How does penicillin act at the molecular level?
- Peptidoglycan is made up of small building blocks
- Each composed of 2 sugars connected to a short chain of amino acids with a peptide bridge extending to the side.
- These sugars are assembled into chains which are then cross-linked via the peptide bridges to form a tough peptidoglycan matrix.
- The enzyme penicillin-binding protein assists with peptidoglycan matrix assembly by creating the cross-link between the chains.
- The active B-lactam ring of Penicillin blocks this enzyme by making a direct bond to serine in its active site.
- This inactivates the enzyme and prevents proper formation of the peptidoglycan matrix.
Name some b-lactam antibiotics
Penicillin, Methicillin, Amoxicillin and Ampicillin.
How do baceteria like MRSA resist b-lactam antibiotics?
- They express variant targets (penicillin-binding protein 2a in case of MRSA) which have can have altered binding sites that do not bind with b-lactam antibiotics.
- Other bacteria can express b-lactamase enzymes which bind to b-lactam antibiotics and break the b-lactam ring making the antibiotic ineffective.
Why did Mr Rhatchett develop a C. difficile infection following treatment with co-amoxiclav?
- Co-amoxiclav is a broad-spectrum antibiotic that targets many different bacteria.
- This may have killed commensal gut bacteria, changing the composition of the gut microbiome.

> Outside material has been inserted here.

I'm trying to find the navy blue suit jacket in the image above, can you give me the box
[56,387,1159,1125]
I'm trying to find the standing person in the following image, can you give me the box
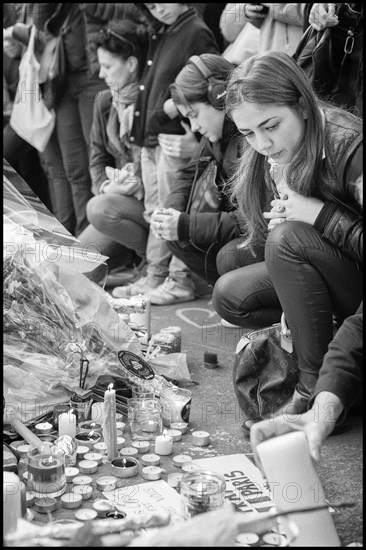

- Resistant C. difficile begin to proliferate due to less competition.
- They release toxins causing inflammation and damage to the lining of the gut potentially causing diarrhoea.

How can you minimise C. diff transmission in hospitals?
- Alcohol gels do not kill C. diff spores so always wash hands.
- Antibiotic stewardship.
What are empiric antibiotics?
- These are antibiotics given before culture results come back identifying the pathogen and its antibiotic sensitivities.
- Specific to organ systems and local geographical area.
- Hospital microbiology teams look at what organisms commonly cause a particular infection and offer advice on what antibiotics to use whilst awaiting results.
- After results are back, you may want to change from empiric broad-spectrum antibiotics to specific narrow-spectrum antibiotics.
Interesting things about Mr Ratchett’s case
- He got a UTI from E. coli potentially from exposure of skin bacteria into the urinary tract because of the catheter.
- Then co-amoxiclav treatment leads to a C. difficile infection.
- As a result, the co-amoxiclav treatment was stopped immediately.
- Then consultation with the hospital’s microbiology team was required to determine whether to continue with a different antibiotic or stop completely.